Beijing's responses could include firing missiles near Taiwan, large-scale air or naval activities, or further "spurious legal claims" such as China's assertion that the Taiwan Strait is not an international waterway, White House national security spokesperson John Kirby told reporters in Washington on Monday.
"We will not take the bait or engage in sabre rattling. At the same time, we will not be intimidated," Kirby said.
China views visits by U.S. officials to Taiwan, a self-ruled island claimed by Beijing, as sending an encouraging signal to the pro-independence camp in the island. Washington does not have official diplomatic ties with Taiwan but is bound by U.S. law to provide the island with the means to defend itself.

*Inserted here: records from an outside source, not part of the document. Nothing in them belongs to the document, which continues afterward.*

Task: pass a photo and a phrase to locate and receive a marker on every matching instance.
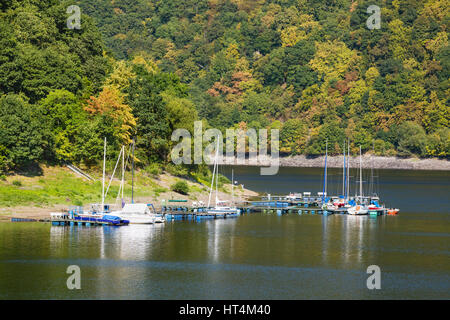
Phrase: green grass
(58, 186)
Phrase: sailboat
(220, 208)
(136, 213)
(326, 206)
(359, 208)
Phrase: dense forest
(311, 68)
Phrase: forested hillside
(138, 67)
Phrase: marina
(257, 255)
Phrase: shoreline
(37, 211)
(368, 161)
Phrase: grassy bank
(56, 188)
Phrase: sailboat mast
(371, 190)
(343, 173)
(232, 186)
(214, 172)
(217, 171)
(325, 173)
(348, 168)
(132, 175)
(103, 178)
(123, 172)
(360, 174)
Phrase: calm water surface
(256, 256)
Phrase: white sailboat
(220, 208)
(359, 208)
(136, 213)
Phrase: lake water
(255, 256)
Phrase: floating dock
(70, 220)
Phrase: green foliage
(21, 135)
(314, 70)
(180, 187)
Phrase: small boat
(358, 210)
(136, 213)
(392, 211)
(220, 208)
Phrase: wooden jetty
(70, 220)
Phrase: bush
(153, 169)
(177, 170)
(180, 187)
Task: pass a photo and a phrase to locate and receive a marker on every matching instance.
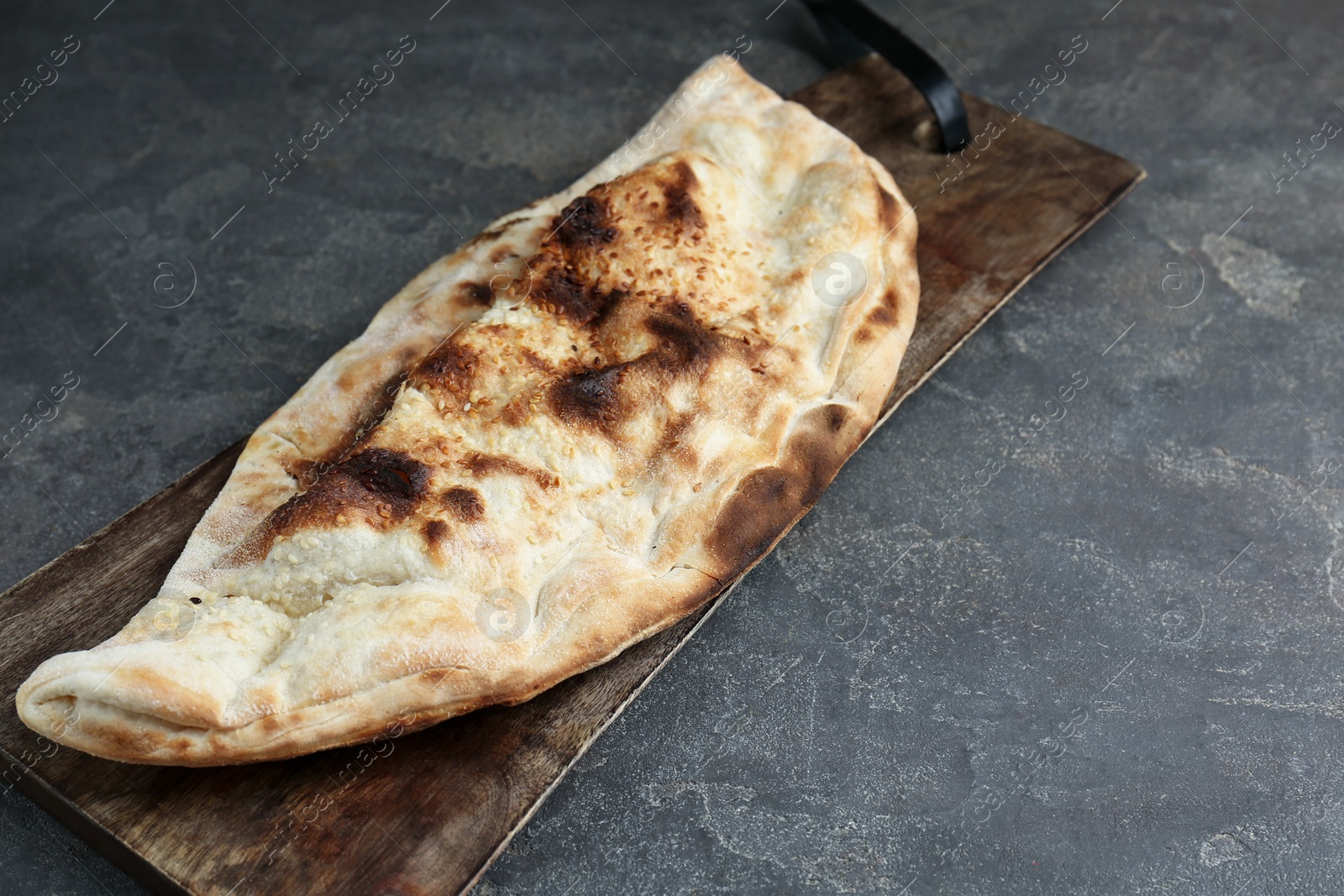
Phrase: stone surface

A visit by Pelosi, who is second in the line of succession to the U.S. presidency and a long-time critic of China, would come amid worsening ties between Washington and Beijing.

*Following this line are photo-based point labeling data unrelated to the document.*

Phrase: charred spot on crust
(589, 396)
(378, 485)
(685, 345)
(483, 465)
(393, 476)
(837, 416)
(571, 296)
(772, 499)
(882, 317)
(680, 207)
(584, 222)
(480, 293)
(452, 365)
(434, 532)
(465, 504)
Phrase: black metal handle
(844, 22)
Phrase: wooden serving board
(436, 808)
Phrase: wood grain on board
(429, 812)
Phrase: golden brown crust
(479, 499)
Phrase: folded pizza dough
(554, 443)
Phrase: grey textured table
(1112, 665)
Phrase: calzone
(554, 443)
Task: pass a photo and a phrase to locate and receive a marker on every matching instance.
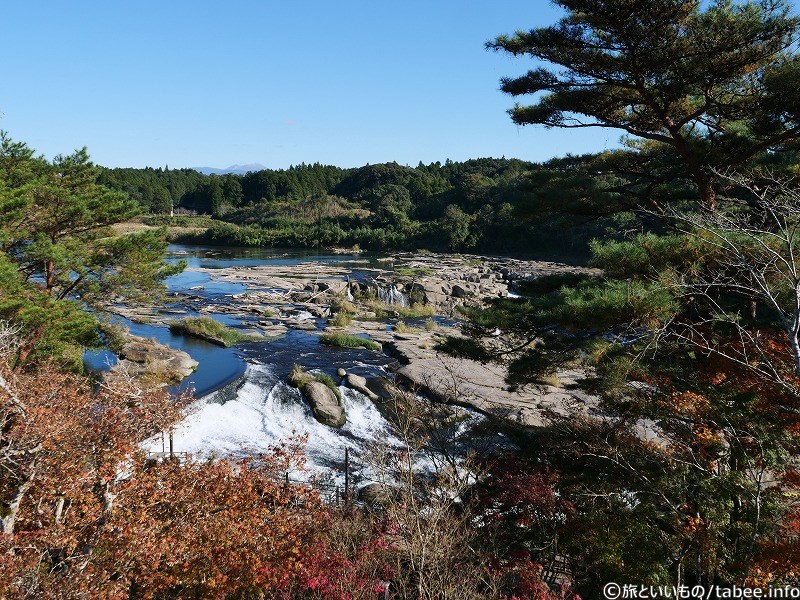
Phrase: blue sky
(200, 83)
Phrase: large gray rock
(359, 384)
(376, 494)
(381, 388)
(324, 404)
(152, 364)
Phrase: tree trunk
(9, 517)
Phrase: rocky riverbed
(405, 302)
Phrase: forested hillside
(481, 205)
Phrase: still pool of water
(245, 405)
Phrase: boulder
(324, 404)
(153, 364)
(359, 384)
(380, 387)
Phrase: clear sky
(201, 83)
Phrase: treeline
(477, 205)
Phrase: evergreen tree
(716, 86)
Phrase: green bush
(212, 331)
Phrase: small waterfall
(390, 294)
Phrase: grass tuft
(206, 328)
(343, 340)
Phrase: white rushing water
(266, 411)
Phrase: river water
(245, 406)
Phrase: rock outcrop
(152, 364)
(359, 384)
(324, 404)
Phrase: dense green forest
(480, 205)
(683, 469)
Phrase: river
(245, 407)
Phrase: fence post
(346, 475)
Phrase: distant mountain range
(236, 169)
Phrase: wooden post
(346, 474)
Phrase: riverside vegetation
(685, 471)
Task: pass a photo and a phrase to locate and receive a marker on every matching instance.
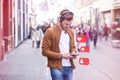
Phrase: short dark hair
(66, 14)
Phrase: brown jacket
(50, 46)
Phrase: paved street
(27, 63)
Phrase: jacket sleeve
(46, 46)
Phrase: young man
(59, 48)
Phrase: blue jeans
(64, 74)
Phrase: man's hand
(69, 55)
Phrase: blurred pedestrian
(38, 36)
(105, 28)
(95, 36)
(33, 37)
(59, 47)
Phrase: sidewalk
(24, 63)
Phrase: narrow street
(27, 63)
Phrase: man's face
(66, 24)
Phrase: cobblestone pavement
(24, 63)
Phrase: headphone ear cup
(61, 19)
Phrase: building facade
(13, 24)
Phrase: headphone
(62, 13)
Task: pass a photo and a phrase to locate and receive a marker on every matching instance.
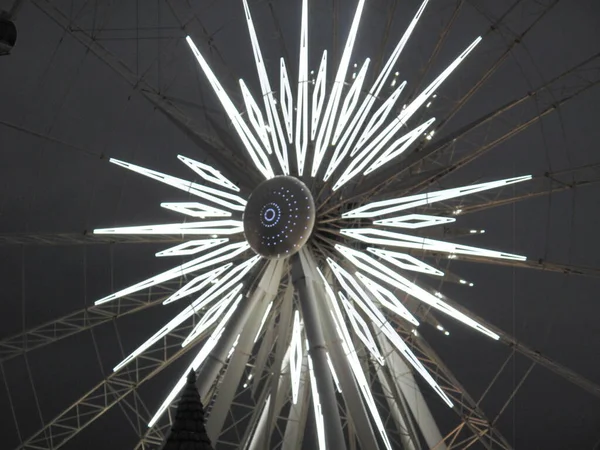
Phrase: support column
(216, 359)
(318, 352)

The White House has dismissed China's rhetoric as groundless and inappropriate.
Kirby said that nothing about Pelosi's possible trip changed U.S. policy toward Taiwan, and that Beijing was well aware the division of powers within the U.S. government meant Pelosi would make her own decisions about the visit.

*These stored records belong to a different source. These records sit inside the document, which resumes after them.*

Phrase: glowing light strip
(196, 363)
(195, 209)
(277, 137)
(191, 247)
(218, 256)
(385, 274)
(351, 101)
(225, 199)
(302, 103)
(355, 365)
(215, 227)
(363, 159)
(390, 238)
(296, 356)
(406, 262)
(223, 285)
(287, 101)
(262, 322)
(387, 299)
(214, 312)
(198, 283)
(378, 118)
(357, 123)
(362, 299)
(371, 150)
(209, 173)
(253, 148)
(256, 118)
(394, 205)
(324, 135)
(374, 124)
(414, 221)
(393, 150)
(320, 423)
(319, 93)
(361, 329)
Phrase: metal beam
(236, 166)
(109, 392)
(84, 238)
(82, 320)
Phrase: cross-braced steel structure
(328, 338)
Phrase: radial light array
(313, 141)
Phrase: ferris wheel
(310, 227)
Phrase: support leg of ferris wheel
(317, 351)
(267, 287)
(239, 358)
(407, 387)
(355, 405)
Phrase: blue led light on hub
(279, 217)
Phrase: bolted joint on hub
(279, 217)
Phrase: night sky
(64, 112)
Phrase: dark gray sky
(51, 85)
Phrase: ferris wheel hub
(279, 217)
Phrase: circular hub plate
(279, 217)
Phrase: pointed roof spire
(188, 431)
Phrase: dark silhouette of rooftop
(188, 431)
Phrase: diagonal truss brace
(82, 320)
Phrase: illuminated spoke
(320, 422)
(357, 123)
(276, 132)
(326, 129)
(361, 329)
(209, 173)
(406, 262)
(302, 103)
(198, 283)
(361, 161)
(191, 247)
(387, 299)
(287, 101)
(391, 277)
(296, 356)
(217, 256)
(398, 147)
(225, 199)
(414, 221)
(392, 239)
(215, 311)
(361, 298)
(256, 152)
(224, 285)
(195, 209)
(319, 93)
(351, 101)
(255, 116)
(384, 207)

"The speaker has the right to visit Taiwan," he told the White House briefing.
During a phone call last Thursday, Chinese President Xi Jinping warned U.S. President Joe Biden that Washington should abide by the one-China principle and "those who play with fire will perish by it".
Biden told Xi that U.S. policy on Taiwan had not changed and that Washington strongly opposes unilateral efforts to change the status quo or undermine peace and stability across the Taiwan Strait.
Beijing considers Taiwan to be part of its territory and has never renounced using force to bring the island under its control. Taiwan rejects China's sovereignty claims and says only its people can decide the island's future.
Accustomed to being caught in the middle of China-U.S. tensions, people in Taiwan expressed mixed views on a Pelosi's visit.
"Regarding China's statements or hateful comments, this has actually always been like that. So, we look at it with peace of mind and are not overly scared," Yang Hsing-ruel, a 22-year-old university student, said while expressing hope that the visit would bolster ties between Taiwan and the United States.
Fellow student Chang Yun-fan, 22, had few expectations.
"In the end we are just a chess piece in someone else's game," he said.